Gun control advocates have long claimed that the problem of gun violence in America is due to ordinary people losing their temper and killing someone in a fit of rage. They claim that most gun murderers are not strongly motivated and that even a little bit of an obstacle to getting a gun would dramatically reduce the problem of gun violence. Gun advocates, by comparison, usually insist the opposite. They claim that gun murderers are highly motivated and that even severely restrictive gun control laws would not disarm them, but would disarm law-abiding citizens.
Neither extreme accurately describes the real world, although one extreme is closer to the truth than the other.
There are people who should not have guns, and even just a few obstacles will probably prevent some crimes. If Hasan were mentally ill (as have been the vast majority of recent mass murderers) or if he were some Chicago teenager trying to show everyone what a man he was by running around “strapped,” Mayor Daley might have at least an arguable point. But all the evidence so far shows, quite persuasively, that what drove the Fort Hood massacre was not mental illness or a tantrum. This was a carefully planned terrorist attack by a highly motivated and intelligent person. If Dr. Hasan had run into any significant obstacles to purchasing handguns legally, does anyone seriously doubt that he would have used his al-Qaeda contacts to obtain weapons?

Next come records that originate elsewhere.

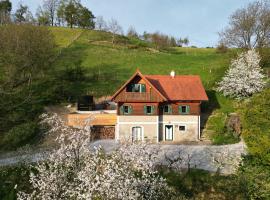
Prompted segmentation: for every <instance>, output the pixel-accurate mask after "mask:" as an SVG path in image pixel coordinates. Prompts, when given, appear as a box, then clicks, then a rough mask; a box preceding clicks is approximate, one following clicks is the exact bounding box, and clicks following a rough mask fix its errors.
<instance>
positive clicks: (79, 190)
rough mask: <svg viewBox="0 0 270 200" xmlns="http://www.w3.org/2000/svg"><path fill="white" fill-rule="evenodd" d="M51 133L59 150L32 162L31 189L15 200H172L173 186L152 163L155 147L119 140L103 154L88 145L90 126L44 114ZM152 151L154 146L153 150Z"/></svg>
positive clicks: (45, 121) (43, 120)
mask: <svg viewBox="0 0 270 200" xmlns="http://www.w3.org/2000/svg"><path fill="white" fill-rule="evenodd" d="M43 122H45V123H49V124H50V125H53V127H52V129H51V130H50V131H58V132H59V131H61V136H60V137H59V138H58V142H59V143H60V148H59V149H58V150H55V151H54V152H53V153H51V154H50V155H48V157H47V158H46V159H45V160H44V161H42V162H39V163H38V164H37V165H34V166H33V167H34V169H35V170H33V172H32V173H31V175H30V183H31V185H32V189H33V191H32V193H30V194H28V193H24V192H19V193H18V199H42V200H43V199H44V200H53V199H170V195H172V194H173V191H172V189H171V188H170V187H169V186H168V185H167V183H166V180H165V179H164V178H162V177H161V176H160V175H159V174H158V172H157V170H156V169H155V167H154V163H155V158H156V153H157V150H156V151H153V150H151V151H150V147H149V146H148V145H146V144H123V145H121V146H120V147H119V149H118V150H116V151H114V152H112V153H110V154H106V153H105V152H104V151H103V149H102V148H100V147H98V148H96V149H95V150H94V151H91V150H90V149H89V138H90V137H89V132H88V130H84V129H81V130H75V129H70V128H69V127H65V126H64V124H63V122H62V121H61V120H59V119H57V117H56V115H53V116H48V115H47V116H46V117H45V118H44V120H43ZM151 149H152V148H151Z"/></svg>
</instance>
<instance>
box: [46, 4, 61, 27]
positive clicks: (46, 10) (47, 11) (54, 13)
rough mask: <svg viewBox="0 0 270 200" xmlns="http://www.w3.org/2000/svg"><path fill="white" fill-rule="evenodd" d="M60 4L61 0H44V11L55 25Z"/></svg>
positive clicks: (53, 23) (53, 24)
mask: <svg viewBox="0 0 270 200" xmlns="http://www.w3.org/2000/svg"><path fill="white" fill-rule="evenodd" d="M58 6H59V0H44V1H43V8H44V11H45V12H46V13H47V14H48V15H49V18H50V24H51V26H54V24H55V17H56V12H57V8H58Z"/></svg>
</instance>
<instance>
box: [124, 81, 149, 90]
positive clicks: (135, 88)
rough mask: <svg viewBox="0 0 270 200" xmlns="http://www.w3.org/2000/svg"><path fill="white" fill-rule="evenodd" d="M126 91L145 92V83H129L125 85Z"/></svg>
mask: <svg viewBox="0 0 270 200" xmlns="http://www.w3.org/2000/svg"><path fill="white" fill-rule="evenodd" d="M127 92H146V89H145V84H140V83H137V84H130V85H129V86H128V87H127Z"/></svg>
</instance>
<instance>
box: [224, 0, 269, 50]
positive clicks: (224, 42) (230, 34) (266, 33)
mask: <svg viewBox="0 0 270 200" xmlns="http://www.w3.org/2000/svg"><path fill="white" fill-rule="evenodd" d="M219 36H220V41H221V42H222V43H224V44H225V45H227V46H229V47H239V48H246V49H251V48H255V47H269V44H270V2H269V1H267V0H266V1H255V2H253V3H250V4H248V6H247V7H245V8H242V9H238V10H236V11H235V12H234V13H233V14H232V15H231V16H230V21H229V25H228V27H227V28H226V29H225V30H224V31H222V32H220V33H219Z"/></svg>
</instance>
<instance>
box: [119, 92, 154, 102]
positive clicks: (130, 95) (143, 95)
mask: <svg viewBox="0 0 270 200" xmlns="http://www.w3.org/2000/svg"><path fill="white" fill-rule="evenodd" d="M122 98H124V100H125V101H149V100H150V94H149V93H146V92H125V93H124V96H123V97H122Z"/></svg>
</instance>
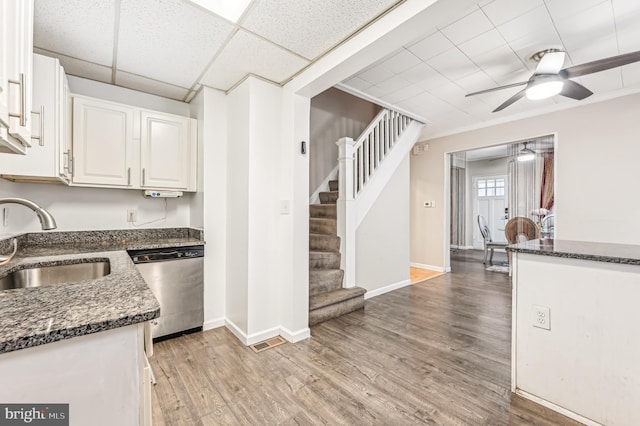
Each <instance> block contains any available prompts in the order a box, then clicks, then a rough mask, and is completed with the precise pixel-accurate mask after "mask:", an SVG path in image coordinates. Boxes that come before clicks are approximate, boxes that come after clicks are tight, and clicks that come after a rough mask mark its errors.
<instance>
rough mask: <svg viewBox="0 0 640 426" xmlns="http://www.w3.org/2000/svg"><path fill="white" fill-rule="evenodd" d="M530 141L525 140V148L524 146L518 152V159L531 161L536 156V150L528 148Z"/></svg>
mask: <svg viewBox="0 0 640 426" xmlns="http://www.w3.org/2000/svg"><path fill="white" fill-rule="evenodd" d="M528 143H529V142H525V143H524V148H522V149H521V150H520V152H519V153H518V156H517V157H516V158H517V159H518V161H531V160H533V159H534V158H536V153H535V151H533V150H531V149H529V148H527V144H528Z"/></svg>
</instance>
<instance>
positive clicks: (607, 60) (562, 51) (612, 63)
mask: <svg viewBox="0 0 640 426" xmlns="http://www.w3.org/2000/svg"><path fill="white" fill-rule="evenodd" d="M565 56H566V53H565V52H563V51H560V50H557V49H547V50H543V51H540V52H538V53H536V54H534V55H533V56H532V58H533V59H537V58H539V59H540V62H539V63H538V66H537V67H536V70H535V71H534V73H533V75H531V77H530V78H529V80H527V81H521V82H519V83H512V84H507V85H504V86H498V87H493V88H491V89H485V90H480V91H478V92H473V93H469V94H467V95H466V96H474V95H480V94H483V93H489V92H494V91H496V90H502V89H508V88H511V87H518V86H526V87H525V88H524V89H522V90H520V91H518V92H516V94H514V95H513V96H511V97H510V98H509V99H507V100H506V101H504V102H503V103H502V104H501V105H500V106H498V107H497V108H496V109H494V110H493V112H498V111H502V110H503V109H505V108H506V107H508V106H509V105H511V104H513V103H515V102H517V101H519V100H520V99H522V98H524V97H525V96H526V97H527V99H531V100H539V99H547V98H550V97H552V96H555V95H561V96H565V97H567V98H571V99H575V100H578V101H580V100H582V99H585V98H588V97H589V96H591V95H593V92H592V91H591V90H589V89H587V88H586V87H584V86H583V85H582V84H580V83H577V82H575V81H573V80H571V79H572V78H575V77H581V76H583V75H588V74H594V73H597V72H600V71H605V70H609V69H612V68H617V67H621V66H623V65H627V64H632V63H634V62H638V61H640V51H638V52H630V53H625V54H622V55H617V56H611V57H609V58H603V59H598V60H596V61H591V62H587V63H585V64H581V65H574V66H571V67H567V68H562V66H563V65H564V61H565Z"/></svg>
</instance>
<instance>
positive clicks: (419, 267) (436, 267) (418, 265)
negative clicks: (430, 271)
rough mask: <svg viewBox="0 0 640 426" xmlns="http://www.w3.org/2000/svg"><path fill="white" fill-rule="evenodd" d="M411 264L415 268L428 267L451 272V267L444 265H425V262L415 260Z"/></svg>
mask: <svg viewBox="0 0 640 426" xmlns="http://www.w3.org/2000/svg"><path fill="white" fill-rule="evenodd" d="M409 265H410V266H411V267H413V268H420V269H427V270H429V271H436V272H451V268H443V267H442V266H433V265H425V264H424V263H414V262H411V263H410V264H409Z"/></svg>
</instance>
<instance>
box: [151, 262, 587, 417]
mask: <svg viewBox="0 0 640 426" xmlns="http://www.w3.org/2000/svg"><path fill="white" fill-rule="evenodd" d="M461 258H464V259H466V261H452V269H453V271H454V273H450V274H446V275H443V276H440V277H436V278H433V279H431V280H429V281H427V282H425V283H422V284H421V283H418V284H415V285H412V286H407V287H404V288H402V289H399V290H396V291H393V292H391V293H387V294H384V295H382V296H378V297H375V298H372V299H369V300H368V301H367V303H366V307H365V309H364V310H361V311H357V312H353V313H351V314H348V315H345V316H343V317H341V318H338V319H334V320H331V321H327V322H325V323H322V324H320V325H318V326H315V327H313V328H312V338H311V339H308V340H306V341H303V342H300V343H297V344H295V345H294V344H290V343H286V344H284V345H280V346H277V347H275V348H273V349H269V350H266V351H264V352H261V353H254V352H253V351H251V349H249V348H246V347H244V346H243V345H241V344H240V343H239V342H238V341H237V340H236V338H235V337H234V336H233V335H232V334H231V333H230V332H229V331H227V330H226V329H224V328H219V329H215V330H210V331H206V332H202V333H196V334H191V335H187V336H182V337H179V338H176V339H172V340H167V341H164V342H160V343H157V344H156V345H155V347H154V349H155V355H154V356H153V357H152V358H151V360H150V361H151V364H152V366H153V368H154V371H155V374H156V378H157V380H158V384H157V385H156V386H154V389H153V416H154V424H155V425H278V424H281V425H316V424H330V425H342V424H344V425H367V424H371V425H412V424H442V425H532V424H535V425H576V424H578V423H576V422H574V421H572V420H570V419H568V418H566V417H564V416H561V415H559V414H557V413H555V412H553V411H551V410H548V409H546V408H544V407H542V406H539V405H537V404H534V403H532V402H529V401H527V400H524V399H522V398H520V397H517V396H515V395H512V394H511V392H510V390H509V389H510V385H509V383H510V355H511V348H510V345H511V343H510V339H511V292H510V283H509V279H508V276H507V275H506V274H500V273H496V272H488V271H485V270H484V265H482V263H481V262H482V261H481V260H475V259H474V258H473V256H469V255H468V254H465V255H464V256H462V257H461ZM480 259H481V257H480Z"/></svg>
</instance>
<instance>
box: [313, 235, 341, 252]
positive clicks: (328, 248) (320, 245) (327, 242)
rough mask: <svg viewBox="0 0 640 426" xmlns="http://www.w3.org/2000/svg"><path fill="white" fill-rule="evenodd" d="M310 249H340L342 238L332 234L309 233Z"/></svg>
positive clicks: (325, 249) (316, 250)
mask: <svg viewBox="0 0 640 426" xmlns="http://www.w3.org/2000/svg"><path fill="white" fill-rule="evenodd" d="M309 250H311V251H331V252H339V251H340V238H338V237H333V236H331V235H313V234H311V235H309Z"/></svg>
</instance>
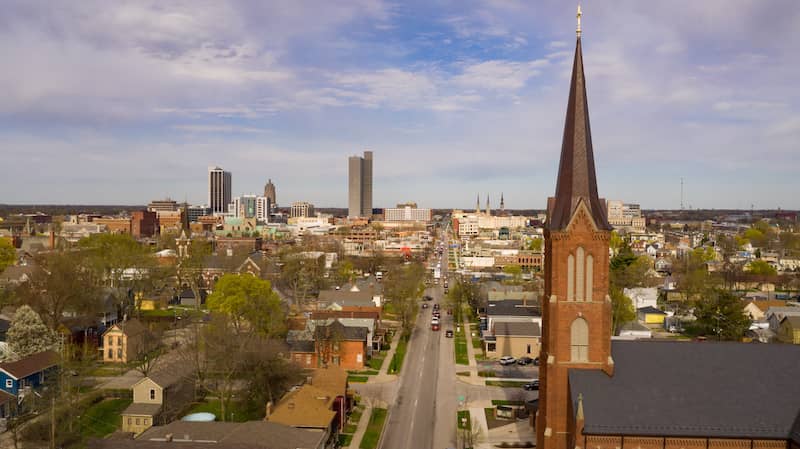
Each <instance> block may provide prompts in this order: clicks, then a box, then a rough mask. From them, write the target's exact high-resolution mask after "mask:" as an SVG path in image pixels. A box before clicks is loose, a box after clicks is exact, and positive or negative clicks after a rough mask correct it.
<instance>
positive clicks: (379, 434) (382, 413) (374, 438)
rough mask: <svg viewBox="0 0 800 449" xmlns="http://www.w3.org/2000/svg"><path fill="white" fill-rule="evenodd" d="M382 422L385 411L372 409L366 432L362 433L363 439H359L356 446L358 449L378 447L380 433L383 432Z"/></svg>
mask: <svg viewBox="0 0 800 449" xmlns="http://www.w3.org/2000/svg"><path fill="white" fill-rule="evenodd" d="M384 421H386V409H385V408H374V409H372V416H370V417H369V425H367V431H366V432H364V437H363V438H362V439H361V444H359V445H358V447H359V448H361V449H375V448H376V447H377V446H378V440H380V438H381V432H383V422H384Z"/></svg>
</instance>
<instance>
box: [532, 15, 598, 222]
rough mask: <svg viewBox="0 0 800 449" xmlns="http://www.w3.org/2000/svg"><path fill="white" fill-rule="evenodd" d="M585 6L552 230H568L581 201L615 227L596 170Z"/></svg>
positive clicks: (567, 109) (558, 167)
mask: <svg viewBox="0 0 800 449" xmlns="http://www.w3.org/2000/svg"><path fill="white" fill-rule="evenodd" d="M581 15H582V14H581V9H580V6H579V7H578V14H577V18H578V27H577V30H576V34H577V35H578V39H577V44H576V46H575V60H574V63H573V65H572V80H571V82H570V86H569V100H568V103H567V117H566V120H565V121H564V137H563V140H562V143H561V162H560V163H559V165H558V181H557V182H556V196H555V198H554V199H553V201H552V202H551V204H549V205H548V209H549V217H548V220H549V224H548V228H549V229H552V230H557V229H564V228H566V226H567V224H568V223H569V220H570V218H572V214H573V213H574V212H575V209H576V208H577V207H578V203H580V202H581V201H582V202H583V203H584V204H585V205H586V207H587V208H588V209H589V213H590V215H591V217H592V219H593V220H594V222H595V224H596V225H597V227H598V228H599V229H605V230H608V229H611V226H610V225H609V224H608V220H607V219H606V213H605V208H604V207H603V204H602V202H601V201H600V198H599V197H598V195H597V178H596V175H595V171H594V151H593V149H592V132H591V127H590V126H589V106H588V103H587V101H586V82H585V78H584V74H583V51H582V50H581Z"/></svg>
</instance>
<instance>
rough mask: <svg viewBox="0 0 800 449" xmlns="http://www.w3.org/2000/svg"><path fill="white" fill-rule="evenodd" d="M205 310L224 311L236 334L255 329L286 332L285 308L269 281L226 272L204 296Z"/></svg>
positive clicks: (243, 333) (218, 311) (272, 335)
mask: <svg viewBox="0 0 800 449" xmlns="http://www.w3.org/2000/svg"><path fill="white" fill-rule="evenodd" d="M207 305H208V308H209V310H211V311H212V312H217V313H220V314H224V315H226V316H227V317H228V319H229V320H230V324H231V326H232V328H233V329H234V331H235V332H236V334H237V335H242V334H245V333H251V332H255V333H257V334H259V335H262V336H264V337H278V336H280V335H283V334H284V333H285V331H286V310H285V308H284V307H283V305H282V303H281V300H280V298H279V297H278V295H277V294H276V293H275V292H274V291H273V290H272V285H271V284H270V282H269V281H264V280H261V279H258V278H256V277H254V276H250V275H246V274H245V275H237V274H226V275H223V276H222V277H221V278H220V279H219V281H217V284H216V286H215V287H214V292H213V293H212V294H211V295H210V296H209V297H208V300H207Z"/></svg>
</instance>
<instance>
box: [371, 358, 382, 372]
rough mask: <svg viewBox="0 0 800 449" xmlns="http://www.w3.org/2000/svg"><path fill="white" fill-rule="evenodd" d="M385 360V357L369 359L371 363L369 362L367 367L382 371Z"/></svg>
mask: <svg viewBox="0 0 800 449" xmlns="http://www.w3.org/2000/svg"><path fill="white" fill-rule="evenodd" d="M384 358H385V357H373V358H371V359H369V361H368V362H367V365H369V367H370V368H372V369H377V370H379V369H381V366H383V359H384Z"/></svg>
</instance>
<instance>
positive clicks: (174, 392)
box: [122, 363, 194, 435]
mask: <svg viewBox="0 0 800 449" xmlns="http://www.w3.org/2000/svg"><path fill="white" fill-rule="evenodd" d="M131 389H132V390H133V403H132V404H131V405H130V406H128V408H126V409H125V410H124V411H123V412H122V431H123V432H132V433H133V434H135V435H138V434H140V433H142V432H143V431H145V430H147V429H148V428H150V427H151V426H153V425H156V424H166V423H168V422H170V421H172V420H174V419H175V418H176V417H177V416H178V415H179V414H180V413H181V412H182V411H184V409H185V408H186V407H187V406H188V404H189V403H190V402H191V401H192V399H193V398H194V379H193V378H192V376H191V373H190V371H189V369H187V368H186V366H185V365H184V364H179V363H176V364H172V365H169V366H163V367H161V369H159V370H158V371H156V372H155V373H151V374H150V375H149V376H147V377H145V378H143V379H142V380H140V381H139V382H136V383H135V384H133V386H132V387H131Z"/></svg>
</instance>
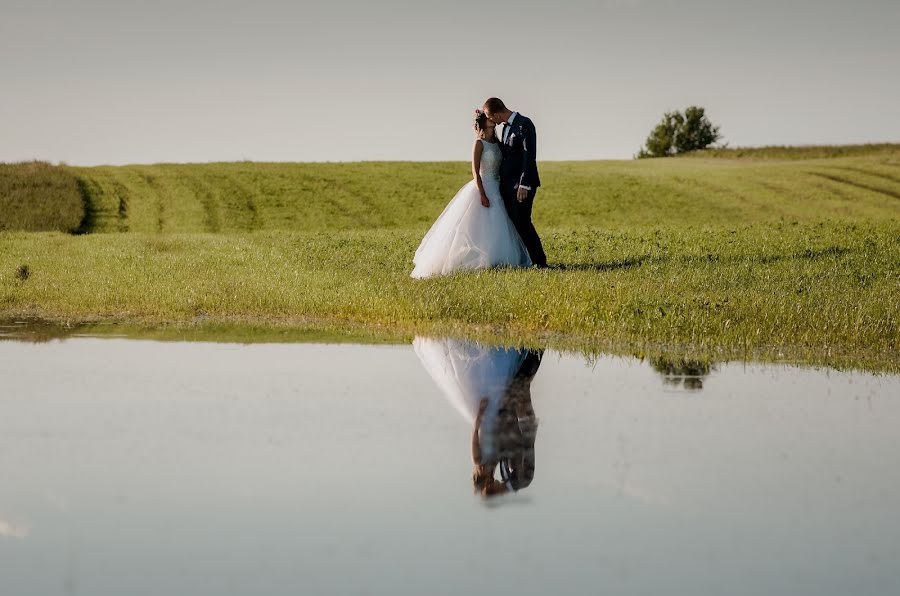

If Mayor Daley wants to argue about the inner city gang violence problem, let’s have a serious discussion about why liberal-controlled cities have become cesspools of violence, while many other parts of America have few gun control laws — and little violent crime. Pretending that the Fort Hood massacre wasn’t a terrorist attack — and more outrageously, pretending that the Fort Hood massacre is typical of civilian gun crime — is dishonest pandering to both the multicultural crowd and the rapidly shrinking gun control movement.